The bridge between the C routine and R is supplied in src/convolve_from_c_to_rcpp.cpp. Because the routine is compiled as C, its header must be included inside an extern "C" block so the C++ compiler uses C linkage and does not mangle the convolve_c symbol. The exported function convolve_from_c() passes its Rcpp::NumericVector arguments straight to convolve_c() (they convert implicitly to SEXP) and then wraps the returned SEXP back into an Rcpp::NumericVector. The // [[Rcpp::export]] attribute is what tells Rcpp to generate the R-level binding.

#include "Rcpp.h"

// Define the method signature

#ifdef __cplusplus
extern "C" {
#endif

#include "convolve_in_c.h"

#ifdef __cplusplus
}
#endif

// [[Rcpp::export]]
Rcpp::NumericVector convolve_from_c(const Rcpp::NumericVector& a,
                                    const Rcpp::NumericVector& b) {

  // Compute the result in _C_
  // Import it into R
  SEXP ab = convolve_c(a, b);

  // Cast as a NumericVector
  Rcpp::NumericVector result( ab );

  // Return result
  return result;
}

The exported C++ functions also carry //' roxygen comments (trimmed from the excerpts here for brevity); Rcpp::compileAttributes() copies these into R/RcppExports.R, which is where the package’s R help pages are generated from.
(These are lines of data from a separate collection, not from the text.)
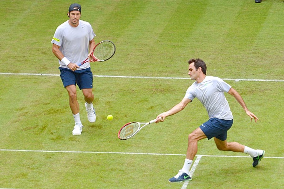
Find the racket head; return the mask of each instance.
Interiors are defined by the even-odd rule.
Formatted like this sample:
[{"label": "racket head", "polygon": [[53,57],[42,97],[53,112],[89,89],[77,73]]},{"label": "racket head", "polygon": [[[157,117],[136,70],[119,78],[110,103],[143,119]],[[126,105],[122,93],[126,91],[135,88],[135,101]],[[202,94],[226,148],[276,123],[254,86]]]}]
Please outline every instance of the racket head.
[{"label": "racket head", "polygon": [[115,45],[108,40],[105,40],[97,44],[93,50],[92,56],[96,61],[103,62],[107,60],[115,53]]},{"label": "racket head", "polygon": [[131,122],[124,125],[118,132],[118,138],[126,140],[134,136],[139,130],[139,124],[137,122]]}]

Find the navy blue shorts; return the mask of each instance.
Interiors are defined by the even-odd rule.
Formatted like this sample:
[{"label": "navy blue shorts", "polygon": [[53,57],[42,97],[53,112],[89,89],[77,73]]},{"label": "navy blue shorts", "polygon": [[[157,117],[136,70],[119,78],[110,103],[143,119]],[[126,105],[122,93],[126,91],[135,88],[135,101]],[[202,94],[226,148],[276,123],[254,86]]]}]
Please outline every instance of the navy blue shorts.
[{"label": "navy blue shorts", "polygon": [[80,90],[93,88],[93,73],[89,67],[73,72],[66,68],[59,68],[60,77],[64,87],[71,85],[77,85]]},{"label": "navy blue shorts", "polygon": [[233,119],[226,120],[213,117],[199,126],[208,140],[216,137],[222,141],[227,139],[227,131],[233,125]]}]

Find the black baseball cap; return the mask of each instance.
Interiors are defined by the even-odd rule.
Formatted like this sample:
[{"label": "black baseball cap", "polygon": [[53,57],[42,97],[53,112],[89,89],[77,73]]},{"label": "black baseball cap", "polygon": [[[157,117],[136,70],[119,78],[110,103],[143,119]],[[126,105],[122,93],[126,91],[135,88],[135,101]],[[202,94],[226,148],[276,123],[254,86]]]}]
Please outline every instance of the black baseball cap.
[{"label": "black baseball cap", "polygon": [[69,7],[69,12],[73,10],[78,10],[81,12],[81,5],[78,3],[73,3]]}]

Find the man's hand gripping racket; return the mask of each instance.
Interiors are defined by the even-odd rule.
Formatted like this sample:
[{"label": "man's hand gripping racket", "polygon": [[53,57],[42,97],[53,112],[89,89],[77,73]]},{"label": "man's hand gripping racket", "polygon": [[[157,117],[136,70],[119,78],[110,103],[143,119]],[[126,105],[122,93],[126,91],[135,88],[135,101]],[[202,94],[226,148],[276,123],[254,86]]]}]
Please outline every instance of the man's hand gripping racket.
[{"label": "man's hand gripping racket", "polygon": [[[161,117],[160,119],[162,119]],[[143,127],[149,124],[156,122],[156,119],[147,123],[141,123],[135,121],[131,122],[124,125],[118,131],[118,138],[120,140],[126,140],[136,134]],[[143,125],[143,126],[141,126]]]},{"label": "man's hand gripping racket", "polygon": [[78,65],[80,66],[86,62],[103,62],[112,57],[115,53],[115,46],[113,43],[108,40],[103,41],[97,44],[92,51],[90,56],[92,60],[88,57]]}]

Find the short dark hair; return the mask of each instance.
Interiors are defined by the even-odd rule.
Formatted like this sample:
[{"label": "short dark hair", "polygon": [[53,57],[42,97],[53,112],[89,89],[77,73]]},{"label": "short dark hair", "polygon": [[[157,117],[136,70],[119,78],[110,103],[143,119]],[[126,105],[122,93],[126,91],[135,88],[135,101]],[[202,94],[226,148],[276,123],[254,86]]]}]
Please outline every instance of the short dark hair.
[{"label": "short dark hair", "polygon": [[196,59],[193,58],[188,61],[188,62],[189,64],[190,64],[191,63],[194,63],[194,67],[195,67],[195,70],[197,71],[199,68],[201,67],[201,69],[202,70],[202,72],[204,74],[204,75],[206,74],[206,70],[207,69],[207,67],[206,66],[206,64],[203,60],[199,58]]}]

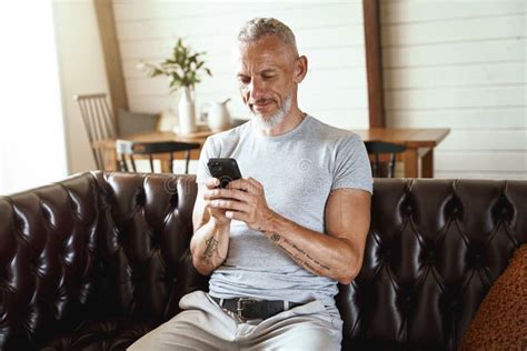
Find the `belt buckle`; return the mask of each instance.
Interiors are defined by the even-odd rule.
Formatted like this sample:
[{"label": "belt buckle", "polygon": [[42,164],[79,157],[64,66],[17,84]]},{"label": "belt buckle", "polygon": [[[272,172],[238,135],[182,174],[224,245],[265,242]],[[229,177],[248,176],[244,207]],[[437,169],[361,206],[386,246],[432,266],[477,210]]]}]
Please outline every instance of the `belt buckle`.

From R the function is then called directly:

convolve_from_c(1:5, 5:1)

A Pure Rcpp Equivalent

For comparison, src/convolve_in_cpp.cpp implements the same convolution entirely with Rcpp types, without dropping down to R’s C API. This is the more idiomatic Rcpp approach and is useful for contrasting the bookkeeping required by the C routine (manual PROTECT()/UNPROTECT(), SEXP coercion) against the convenience of Rcpp::NumericVector.

#include "Rcpp.h"

// [[Rcpp::export]]
Rcpp::NumericVector convolve_cpp(const Rcpp::NumericVector& a,
                                 const Rcpp::NumericVector& b) {

  // Declare loop counters, and vector sizes
  int i, j,
  na = a.size(), nb = b.size(),
  nab = na + nb - 1;

  // Create vector filled with 0
  Rcpp::NumericVector ab(nab);

  // Crux of the algorithm
  for(i = 0; i < na; i++) {
    for(j = 0; j < nb; j++) {
      ab[i + j] += a[i] * b[j];
    }
  }

  // Return result
  return ab;
}
convolve_cpp(1:5, 5:1)

DESCRIPTION

Surfacing the C++ code with Rcpp requires Rcpp to be listed under both LinkingTo (for the headers used at compile time) and Imports (so it is available at run time).

LinkingTo:
    Rcpp
Imports:
    Rcpp (>= 1.0.12)

Source

The full package source is available on GitHub, and the rendered package site is at rd-rcpp.thecoatlessprofessor.com/rcpp-and-c.